The final caveat is that Cushing's wife is the spit and image of Princess Ankara and that REALLY throws a monkey wrench into the works. I'll stop there to avoid a spoiler.

What one thing is missing from this mummy film? NO TANNA LEAVES! They use 'The Scroll of Life' in this case to arouse the old boy. I sort of missed the tanna leaf boiling thing but we get to see the scroll several times and it is a very nicely-done artifact.

Again, the quality of this film is the very Hallmark of what we have come to expect from the Hammer Films folks. Just superb -- don't miss it!



4 out of 5 stars Visually Beautiful, Tremendously Moody, and a Lot of Fun   October 17, 2007
 2 out of 4 found this review helpful

England's Hammer Studios existed primarily as a distributor--until the low budget 1955 THE QUATERMASS EXPERIMENT suddenly put the studio on the map.
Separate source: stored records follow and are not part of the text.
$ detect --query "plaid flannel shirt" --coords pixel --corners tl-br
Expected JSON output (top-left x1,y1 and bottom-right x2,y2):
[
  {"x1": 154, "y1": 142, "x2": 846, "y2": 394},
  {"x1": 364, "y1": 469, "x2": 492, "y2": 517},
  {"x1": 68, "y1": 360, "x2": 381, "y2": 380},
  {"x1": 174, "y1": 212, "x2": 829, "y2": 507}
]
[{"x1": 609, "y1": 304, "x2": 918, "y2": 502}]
Sensing an untapped market, Hammer began to develop similar titles and by the early 1960s developed a style that mixed Victorian sets and costumes with bouffant hairstyles, bared breasts, and lots of blood. The films were largely responsible for jolting the horror genre back to life on both sides of the Atlantic, as popular in the United States as they were in England.
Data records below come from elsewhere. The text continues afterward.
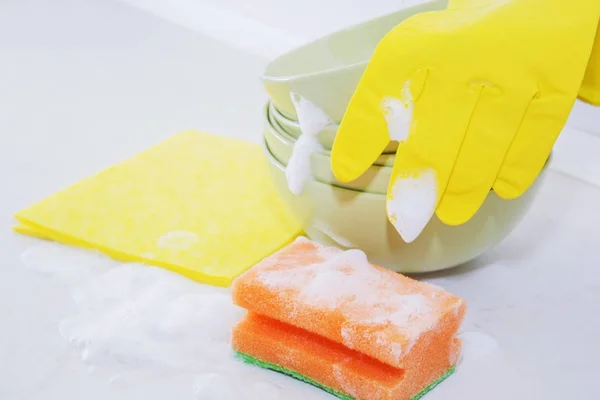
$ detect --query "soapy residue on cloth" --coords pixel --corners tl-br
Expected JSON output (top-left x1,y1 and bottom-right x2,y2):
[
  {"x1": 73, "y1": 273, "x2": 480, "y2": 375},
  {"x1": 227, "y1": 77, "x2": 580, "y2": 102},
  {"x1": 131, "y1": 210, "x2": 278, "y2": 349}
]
[{"x1": 285, "y1": 93, "x2": 332, "y2": 196}]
Released in 1959, THE MUMMY was among Hammer's earliest color films and helped lay out the visual style that come to dominate "Hammer Horror" for more than a decade. Drawing from Universal's 1932 THE MUMMY and 1940 THE MUMMY'S HAND, it opens with a band of Victorian-era archeologists in Egypt, where they discover the lost tomb of Princess Ananka--and in the process unleash a mummy cursed to guard her throughout eternity. It is a curse that follows the men back to England, where they are stalked to their deaths one by one.
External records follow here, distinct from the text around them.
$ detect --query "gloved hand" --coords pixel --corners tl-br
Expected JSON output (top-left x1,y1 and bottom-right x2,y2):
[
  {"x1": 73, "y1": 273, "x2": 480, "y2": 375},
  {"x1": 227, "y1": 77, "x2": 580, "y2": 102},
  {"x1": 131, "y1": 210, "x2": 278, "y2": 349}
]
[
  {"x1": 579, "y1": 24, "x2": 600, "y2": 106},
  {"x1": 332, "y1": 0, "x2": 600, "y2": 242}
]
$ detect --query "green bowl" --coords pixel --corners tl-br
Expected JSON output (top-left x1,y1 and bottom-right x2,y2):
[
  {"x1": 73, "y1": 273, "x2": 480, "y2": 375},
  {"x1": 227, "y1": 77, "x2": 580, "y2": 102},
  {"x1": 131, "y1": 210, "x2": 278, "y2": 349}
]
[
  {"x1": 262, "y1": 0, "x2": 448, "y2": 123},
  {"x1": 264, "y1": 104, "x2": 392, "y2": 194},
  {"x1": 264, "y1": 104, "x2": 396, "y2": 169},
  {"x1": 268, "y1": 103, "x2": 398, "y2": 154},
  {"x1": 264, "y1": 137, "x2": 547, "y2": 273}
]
Director Terence Fisher and cinematographer Jack Asher worked a number of Hammer films, including the earlier HORROR OF DRACULA and REVENGE OF FRANKENSTEIN. Although some of the lighting may give you pause--judging from all the backlighting and colored filters it would seem the ancient Egyptians had mood lighting installed in their tombs--their efforts result in a series of truly arresting visuals; in their hands, bright color is no obsticle to moodiness. The cast plays it out extremely well, with the lovely Yvonne Furneaux a classic Hammer beauty, Peter Cushing as her archeologist husband, and (yes, the posture and bearing really is unmistakeable) Christopher Lee under wraps for the title role.

The DVD contains no extras beyond the original trailer, and although the transfer is not pristine it is nonetheless very good indeed. Hammer Horror may not save the world, but it is often a lot of fun--and THE MUMMY is easily among the studio's best. Recommended.

GFT, Amazon Reviewer
Still laughing at the negative voter.



5 out of 5 stars Tomb raiders take note   May 26, 2007
 1 out of 1 found this review helpful

this was the first version of The Mummy legend that I ever saw, and until the last version with Brendan Fraser, it was the best. In fact, I would place it as a very close second. The newer version wins because of its outstanding special effects, but let's face it, it's really a spoof. Rather than an update of "The mummy", it's more like an update of "Abbot and Costello Meet the mummy".
The hammer "Mummy" is basically serious. Of course the whole Mummy legend is based on the bizzare death of Lord Carnavon after the opening of the tomb of Pharoah Tutankahmen. (a mosquito bite bcame infected and killed him)
It is well to remember that there are no big special effects in the Hammer film except for the mummy makeup and the simulated shotgun blasts that do not destroy Christopher Lee. The movie achieves true horror through the acting abilities of a truly outstanding cast of actors. Christopher Lee deserves special mention for his ability to express the complex feelings of Kharis even through heavy makeup.
There are some comments that the Egyptian scenes are stagy and unreal. Have you ever taken a good look at the surviving relics of Egyptian civilization? To the modern eye, they do seem stagy and unreal. That is part of our fascination with ancient Egypt.
This movie belongs in every collection of sixties melodrama as an example of what can be done with a simple plot, great actors, and a competent director.